Sixty-one percent of adults admit to not having any sort of personal budget, according to the 2014 Financial Literacy Survey, which Harris Poll conducted last month on behalf of the National Foundation for Credit Counseling.
The widespread reluctance to set up -- and stick to -- a financial plan could explain why 65 percent of the respondents haven't looked at their credit report in the past year, 34 percent have no liquid savings and 21 percent typically carry more than $1,000 in credit-card debt each month.
For the most part, the survey found, Americans are aware of their financial shortcomings. Forty-one percent said they'd give themselves a grade of C, D or F. "This year's survey once again confirms what we already know: The need for financial education is great," said Susan Keating, the foundation's president and CEO. "Without a solid foundation on which to base everyday financial decisions, Americans are on a slippery slope as they begin to rebuild their financial lives following the Great Recession."
The Council for Economic Education, one of the forces behind the establishment of National Financial Literacy Month a decade ago, maintains that U.S. schools could, and should, do a better job of equipping students with a "real-world understanding of economics and personal finance" -- what the organization calls "the fourth R" of American education (along, of course, with reading, writing and arithmetic).
The council's 2014 Survey of the States revealed mixed results.
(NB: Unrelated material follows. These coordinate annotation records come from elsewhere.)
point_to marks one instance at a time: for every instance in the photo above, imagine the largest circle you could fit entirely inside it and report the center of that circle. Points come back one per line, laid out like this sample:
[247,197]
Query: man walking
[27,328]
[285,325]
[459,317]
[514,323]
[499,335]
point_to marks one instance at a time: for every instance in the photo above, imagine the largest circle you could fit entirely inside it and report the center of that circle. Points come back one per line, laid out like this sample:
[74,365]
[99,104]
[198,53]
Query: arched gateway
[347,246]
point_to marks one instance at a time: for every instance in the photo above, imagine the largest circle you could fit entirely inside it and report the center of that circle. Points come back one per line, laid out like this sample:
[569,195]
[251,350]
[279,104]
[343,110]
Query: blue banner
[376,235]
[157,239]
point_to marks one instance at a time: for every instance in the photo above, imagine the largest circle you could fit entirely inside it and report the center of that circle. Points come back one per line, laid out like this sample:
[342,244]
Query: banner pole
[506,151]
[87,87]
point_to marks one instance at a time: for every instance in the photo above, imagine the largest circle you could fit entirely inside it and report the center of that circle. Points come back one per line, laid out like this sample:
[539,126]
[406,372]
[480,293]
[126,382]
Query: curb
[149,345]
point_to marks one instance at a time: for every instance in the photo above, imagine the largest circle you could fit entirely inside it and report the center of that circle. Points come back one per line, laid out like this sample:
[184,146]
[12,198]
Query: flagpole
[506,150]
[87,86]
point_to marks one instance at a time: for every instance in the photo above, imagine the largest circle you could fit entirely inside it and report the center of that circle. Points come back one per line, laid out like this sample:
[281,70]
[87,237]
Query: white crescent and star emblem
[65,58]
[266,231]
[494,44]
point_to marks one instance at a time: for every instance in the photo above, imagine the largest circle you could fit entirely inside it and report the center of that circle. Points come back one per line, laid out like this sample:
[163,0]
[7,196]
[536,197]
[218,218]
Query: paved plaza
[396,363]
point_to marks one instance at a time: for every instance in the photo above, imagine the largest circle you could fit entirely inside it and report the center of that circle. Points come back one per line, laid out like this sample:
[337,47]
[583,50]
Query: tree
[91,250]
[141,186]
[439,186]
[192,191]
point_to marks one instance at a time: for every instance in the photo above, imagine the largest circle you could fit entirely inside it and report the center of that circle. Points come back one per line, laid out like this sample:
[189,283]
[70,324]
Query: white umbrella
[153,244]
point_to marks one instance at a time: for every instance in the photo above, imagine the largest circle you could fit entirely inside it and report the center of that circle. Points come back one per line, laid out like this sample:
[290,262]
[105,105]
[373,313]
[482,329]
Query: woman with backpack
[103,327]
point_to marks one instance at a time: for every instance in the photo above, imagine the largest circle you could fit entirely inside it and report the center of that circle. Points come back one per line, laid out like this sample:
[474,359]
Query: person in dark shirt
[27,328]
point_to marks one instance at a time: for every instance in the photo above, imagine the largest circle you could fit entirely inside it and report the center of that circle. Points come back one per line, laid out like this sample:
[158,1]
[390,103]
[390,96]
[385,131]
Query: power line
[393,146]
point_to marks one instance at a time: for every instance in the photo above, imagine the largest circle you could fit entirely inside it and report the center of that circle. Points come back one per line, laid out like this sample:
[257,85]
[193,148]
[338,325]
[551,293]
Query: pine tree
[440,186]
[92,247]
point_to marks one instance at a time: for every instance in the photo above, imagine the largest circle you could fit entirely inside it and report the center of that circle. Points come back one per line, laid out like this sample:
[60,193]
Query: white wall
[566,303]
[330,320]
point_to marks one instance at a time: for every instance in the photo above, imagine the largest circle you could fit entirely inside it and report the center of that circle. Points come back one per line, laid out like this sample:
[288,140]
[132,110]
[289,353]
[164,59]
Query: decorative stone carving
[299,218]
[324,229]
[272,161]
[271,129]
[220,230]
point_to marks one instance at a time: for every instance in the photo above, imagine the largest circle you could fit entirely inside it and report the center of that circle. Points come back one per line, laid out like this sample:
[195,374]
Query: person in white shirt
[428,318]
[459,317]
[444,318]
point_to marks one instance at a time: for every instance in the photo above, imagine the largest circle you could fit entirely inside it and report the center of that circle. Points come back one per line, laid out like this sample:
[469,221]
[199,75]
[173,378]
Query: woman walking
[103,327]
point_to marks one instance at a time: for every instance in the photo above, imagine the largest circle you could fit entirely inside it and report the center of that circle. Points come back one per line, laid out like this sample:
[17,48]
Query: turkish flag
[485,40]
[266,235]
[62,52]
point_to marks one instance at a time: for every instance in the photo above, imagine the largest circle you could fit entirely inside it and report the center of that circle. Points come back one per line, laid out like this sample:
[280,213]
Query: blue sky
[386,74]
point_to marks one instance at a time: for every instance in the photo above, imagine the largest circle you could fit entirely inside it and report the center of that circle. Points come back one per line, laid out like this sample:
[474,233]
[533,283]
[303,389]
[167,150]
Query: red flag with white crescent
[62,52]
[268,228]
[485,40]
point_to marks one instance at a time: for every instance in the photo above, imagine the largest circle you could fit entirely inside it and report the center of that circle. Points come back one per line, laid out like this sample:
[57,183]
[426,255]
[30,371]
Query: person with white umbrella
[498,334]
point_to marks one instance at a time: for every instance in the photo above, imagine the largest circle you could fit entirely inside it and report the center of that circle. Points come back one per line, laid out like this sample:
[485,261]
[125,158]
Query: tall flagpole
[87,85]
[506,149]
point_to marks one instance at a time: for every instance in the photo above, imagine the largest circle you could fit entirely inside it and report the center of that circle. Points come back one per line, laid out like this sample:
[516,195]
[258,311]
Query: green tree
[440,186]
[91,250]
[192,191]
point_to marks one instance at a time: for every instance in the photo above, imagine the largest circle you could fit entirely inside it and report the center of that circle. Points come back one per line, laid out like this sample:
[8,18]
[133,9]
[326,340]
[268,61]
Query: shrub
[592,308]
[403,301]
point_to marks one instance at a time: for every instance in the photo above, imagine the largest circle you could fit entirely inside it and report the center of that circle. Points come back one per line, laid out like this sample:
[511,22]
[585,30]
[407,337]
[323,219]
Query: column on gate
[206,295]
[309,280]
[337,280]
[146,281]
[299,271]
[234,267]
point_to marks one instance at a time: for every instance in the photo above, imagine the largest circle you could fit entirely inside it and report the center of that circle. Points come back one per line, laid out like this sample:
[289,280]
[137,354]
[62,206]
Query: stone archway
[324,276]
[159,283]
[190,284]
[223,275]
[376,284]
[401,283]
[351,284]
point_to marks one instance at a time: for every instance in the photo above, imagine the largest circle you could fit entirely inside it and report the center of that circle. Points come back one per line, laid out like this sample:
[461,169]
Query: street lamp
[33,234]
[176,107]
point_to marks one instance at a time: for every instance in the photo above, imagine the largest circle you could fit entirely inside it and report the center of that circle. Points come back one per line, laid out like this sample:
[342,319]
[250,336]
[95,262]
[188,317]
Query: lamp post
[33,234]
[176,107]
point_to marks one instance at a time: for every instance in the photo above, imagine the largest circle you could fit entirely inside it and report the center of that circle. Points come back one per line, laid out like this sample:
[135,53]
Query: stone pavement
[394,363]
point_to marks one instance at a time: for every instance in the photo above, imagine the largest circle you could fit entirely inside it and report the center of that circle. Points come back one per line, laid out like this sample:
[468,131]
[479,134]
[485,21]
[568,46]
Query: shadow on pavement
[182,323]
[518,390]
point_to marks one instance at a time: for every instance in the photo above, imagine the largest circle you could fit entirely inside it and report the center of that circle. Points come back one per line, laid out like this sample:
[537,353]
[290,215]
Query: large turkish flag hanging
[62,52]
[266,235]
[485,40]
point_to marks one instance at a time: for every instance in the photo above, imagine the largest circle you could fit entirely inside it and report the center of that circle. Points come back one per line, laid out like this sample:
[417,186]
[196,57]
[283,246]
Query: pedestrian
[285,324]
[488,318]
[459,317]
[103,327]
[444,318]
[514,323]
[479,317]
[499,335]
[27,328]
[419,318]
On one hand, for the first time, all 50 states and the District of Columbia included economics in their K-12 standards. What's more, the standards in 43 states, including Ohio, feature personal finance specifically. On the other hand, personal-finance courses are mandatory in just 17 states, and testing to ensure student competency is required in even fewer states: six. Ohio is not among either of those groups. "The 17 states that require a personal-finance course today represent only about 40 percent of the U.S. population," said Nan Morrison, the council's president and CEO. "That's a huge gap, and we need to close it."